As a Pakeha, I feel a bit underestimated by this. In the 1990s, there were a number of efforts to fund a television documentary based on James Belich research on the New Zealand Wars. Several times they were turned down because TVNZ thought no-one would watch it. When the series was finally made, over 2 million people watched it – a staggering level of interest in ratings terms. There was some objection but mostly people, both Maori and Pakeha, were fascinated to know of a past that had gained so little profile for so long. Scratch the surface, and I think there would be many Pakeha now quite ready to give more thought to the colonial past instead of stopping at the RSA’s cutoff date.
I do not think we should define ourselves only by what we did in war. There’s so much more to us. But if wars are to be part of what creates us then it is incumbent on us to think carefully about what it is that memory's selectiveness engages us in.
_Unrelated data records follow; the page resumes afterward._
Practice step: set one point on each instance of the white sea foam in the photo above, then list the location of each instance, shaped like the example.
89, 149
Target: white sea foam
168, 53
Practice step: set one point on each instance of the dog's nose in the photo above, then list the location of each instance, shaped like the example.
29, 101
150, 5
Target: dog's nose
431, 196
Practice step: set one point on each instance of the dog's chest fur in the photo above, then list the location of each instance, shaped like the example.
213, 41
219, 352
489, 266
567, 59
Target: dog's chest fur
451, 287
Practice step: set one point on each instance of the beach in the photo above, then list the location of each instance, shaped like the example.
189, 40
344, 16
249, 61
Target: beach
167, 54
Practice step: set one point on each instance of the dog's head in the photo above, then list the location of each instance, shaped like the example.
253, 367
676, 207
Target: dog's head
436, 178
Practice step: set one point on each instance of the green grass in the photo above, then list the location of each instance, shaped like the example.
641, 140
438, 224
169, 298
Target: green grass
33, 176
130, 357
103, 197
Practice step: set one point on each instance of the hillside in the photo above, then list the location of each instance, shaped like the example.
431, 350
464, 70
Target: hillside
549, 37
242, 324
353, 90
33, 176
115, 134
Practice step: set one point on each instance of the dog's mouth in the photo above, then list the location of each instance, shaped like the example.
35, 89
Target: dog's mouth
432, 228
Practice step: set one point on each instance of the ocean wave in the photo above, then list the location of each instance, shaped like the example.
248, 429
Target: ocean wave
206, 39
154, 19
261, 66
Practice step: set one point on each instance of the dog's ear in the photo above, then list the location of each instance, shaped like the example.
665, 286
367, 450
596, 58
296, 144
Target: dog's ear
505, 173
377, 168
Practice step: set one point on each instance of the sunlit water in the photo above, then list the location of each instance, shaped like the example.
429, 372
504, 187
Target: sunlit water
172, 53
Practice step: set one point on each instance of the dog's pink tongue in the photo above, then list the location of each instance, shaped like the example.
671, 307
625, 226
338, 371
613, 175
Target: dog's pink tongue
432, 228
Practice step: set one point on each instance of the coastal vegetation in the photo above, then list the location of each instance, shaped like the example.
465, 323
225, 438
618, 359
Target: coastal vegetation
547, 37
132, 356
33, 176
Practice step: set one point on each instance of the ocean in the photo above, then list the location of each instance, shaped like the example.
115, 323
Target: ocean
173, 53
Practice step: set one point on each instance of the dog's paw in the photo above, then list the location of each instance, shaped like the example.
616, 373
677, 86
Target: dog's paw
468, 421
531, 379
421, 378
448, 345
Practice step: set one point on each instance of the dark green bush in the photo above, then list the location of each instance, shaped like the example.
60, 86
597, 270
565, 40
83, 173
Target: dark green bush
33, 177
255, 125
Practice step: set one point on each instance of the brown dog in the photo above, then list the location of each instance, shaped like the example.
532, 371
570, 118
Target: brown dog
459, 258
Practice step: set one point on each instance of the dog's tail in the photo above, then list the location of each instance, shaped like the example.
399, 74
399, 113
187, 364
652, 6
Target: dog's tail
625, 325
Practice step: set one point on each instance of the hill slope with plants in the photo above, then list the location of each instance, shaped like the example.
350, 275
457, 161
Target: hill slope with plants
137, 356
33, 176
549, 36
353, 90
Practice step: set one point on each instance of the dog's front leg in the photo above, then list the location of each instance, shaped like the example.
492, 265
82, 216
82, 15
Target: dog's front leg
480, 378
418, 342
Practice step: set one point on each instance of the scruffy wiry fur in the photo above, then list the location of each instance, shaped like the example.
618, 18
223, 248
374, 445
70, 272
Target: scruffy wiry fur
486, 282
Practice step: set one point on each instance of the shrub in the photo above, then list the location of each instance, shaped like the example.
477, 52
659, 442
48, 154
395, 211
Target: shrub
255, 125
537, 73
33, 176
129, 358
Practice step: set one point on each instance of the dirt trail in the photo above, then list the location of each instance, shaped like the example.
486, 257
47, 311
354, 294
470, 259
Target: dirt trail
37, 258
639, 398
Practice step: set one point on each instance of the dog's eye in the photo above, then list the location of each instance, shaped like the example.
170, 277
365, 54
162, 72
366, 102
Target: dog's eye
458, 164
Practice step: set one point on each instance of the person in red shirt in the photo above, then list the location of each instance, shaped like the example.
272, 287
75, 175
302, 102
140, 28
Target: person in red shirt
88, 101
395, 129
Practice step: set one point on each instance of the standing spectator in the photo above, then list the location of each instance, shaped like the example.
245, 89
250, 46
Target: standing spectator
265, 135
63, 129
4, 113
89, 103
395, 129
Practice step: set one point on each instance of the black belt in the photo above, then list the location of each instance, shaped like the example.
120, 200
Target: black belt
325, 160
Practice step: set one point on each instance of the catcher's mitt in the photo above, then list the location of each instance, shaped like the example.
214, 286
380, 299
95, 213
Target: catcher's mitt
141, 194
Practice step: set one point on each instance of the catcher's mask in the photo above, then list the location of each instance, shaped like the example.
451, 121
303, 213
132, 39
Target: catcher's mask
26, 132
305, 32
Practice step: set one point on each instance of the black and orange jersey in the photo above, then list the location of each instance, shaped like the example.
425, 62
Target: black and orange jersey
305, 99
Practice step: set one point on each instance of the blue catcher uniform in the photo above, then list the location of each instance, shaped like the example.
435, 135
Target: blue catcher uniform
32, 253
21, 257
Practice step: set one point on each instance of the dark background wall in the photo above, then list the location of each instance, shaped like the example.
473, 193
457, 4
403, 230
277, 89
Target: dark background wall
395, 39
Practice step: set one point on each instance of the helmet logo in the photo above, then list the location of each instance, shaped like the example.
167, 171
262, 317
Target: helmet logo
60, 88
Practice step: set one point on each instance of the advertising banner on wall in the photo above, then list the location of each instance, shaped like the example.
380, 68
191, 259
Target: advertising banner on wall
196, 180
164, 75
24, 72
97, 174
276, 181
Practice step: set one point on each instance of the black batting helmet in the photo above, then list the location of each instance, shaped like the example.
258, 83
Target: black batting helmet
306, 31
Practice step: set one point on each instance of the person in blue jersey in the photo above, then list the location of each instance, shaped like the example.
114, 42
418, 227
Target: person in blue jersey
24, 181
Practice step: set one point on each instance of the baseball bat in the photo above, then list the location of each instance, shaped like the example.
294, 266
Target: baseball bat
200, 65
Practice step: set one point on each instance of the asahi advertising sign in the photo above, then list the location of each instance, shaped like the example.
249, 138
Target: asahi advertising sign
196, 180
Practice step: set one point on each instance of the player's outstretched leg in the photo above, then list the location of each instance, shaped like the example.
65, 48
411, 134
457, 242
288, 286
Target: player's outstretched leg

The increasing, unexamined drift toward sanctifying the Anzacs, whether as vigorous young heroes or sacrificial figures, takes us on a path which has more than one set of problems. It does more than enshrine a narrow conception of nation defined by defence. It returns us to the symbolism of a single, emblematic figure: young, white and masculine. There is no denying the tragedy, but we are still far more than that. What I find particularly disturbing is that it offers us such an easy, self-congratulatory emotional response to the past – allowing us to settle once again for noble little New Zealand united in triumph against the big bad guys. Sometimes, some of us were the big bad guys. We have harder, far more important memory work to do than this; and surely we are capable of engaging with the more complex national emotions it demands of us.